One of America’s finest private collections of Chinese paintings has sold for more than $30 million at Sotheby’s.
The Roy and Marilyn Papp Collection, assembled over decades by the renowned collectors, achieved a total of $32,245,375 in front of a packed New York auction room.
"I hope that these paintings bring as much joy to their new owners as they did to my parents," said Harry Papp, following the auction.
"The collection was one of their great passions, and seeing it shared with so many visitors to the beautiful exhibition and hundreds of bidders in the sale would have brought them great joy."
Leading the sale was a rare and historically important scroll dating from the reign of the Kangxi Emperor (1661 – 1722).
The partial work, a section from the sixth scroll in an original set of 12, detailed the Emperor’s tours of Southern China and was one of the few remaining pieces to remain in private hands.

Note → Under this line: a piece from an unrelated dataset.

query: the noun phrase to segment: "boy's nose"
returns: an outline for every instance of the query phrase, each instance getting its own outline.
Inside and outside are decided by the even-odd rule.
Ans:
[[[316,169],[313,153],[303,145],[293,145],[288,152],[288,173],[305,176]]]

Offered with an estimate of $4 – $6 million, the scroll eventually sold for $9,546,000.
In total, an impressive 92 of the sale’s 122 lots sold for above their high estimates, with some exceeding that figure ten times over and setting new auction records along the way.
Further notable results included Wang Yuanqi’s Landscape of Yushan, an ink on paper hanging scroll dating from 1689, which sold for $2.11 million against a high estimate of $550,000; a Fang Shishu scroll entitled The Autumn Colors on the Qiao and Hua Mountain, dated 1734, which soared past a top estimate of $250,000 to reach $1.33 million; and the Gu Fuzhen scroll Seeking Instruction at Jingjiang, which was offered with an estimate of just $50,000 – $70,000 and reached a stunning $1.21 million.
Rongde Zhang, Head of Sale of Sotheby’s Chinese Classical Paintings Department, described the sale as "one of the defining events in our field", adding:
"Tonight’s extraordinary result leaves no doubt that the Papp Collection stands as one of the finest private American collections of Chinese paintings ever assembled.
"Roy and Marilyn Papp were gloriously representative of the open-minded collecting style of Americans in the mid-20th Century which, coupled with their generosity to institutions both in Phoenix and further afield, continues to inspire academics and collectors today."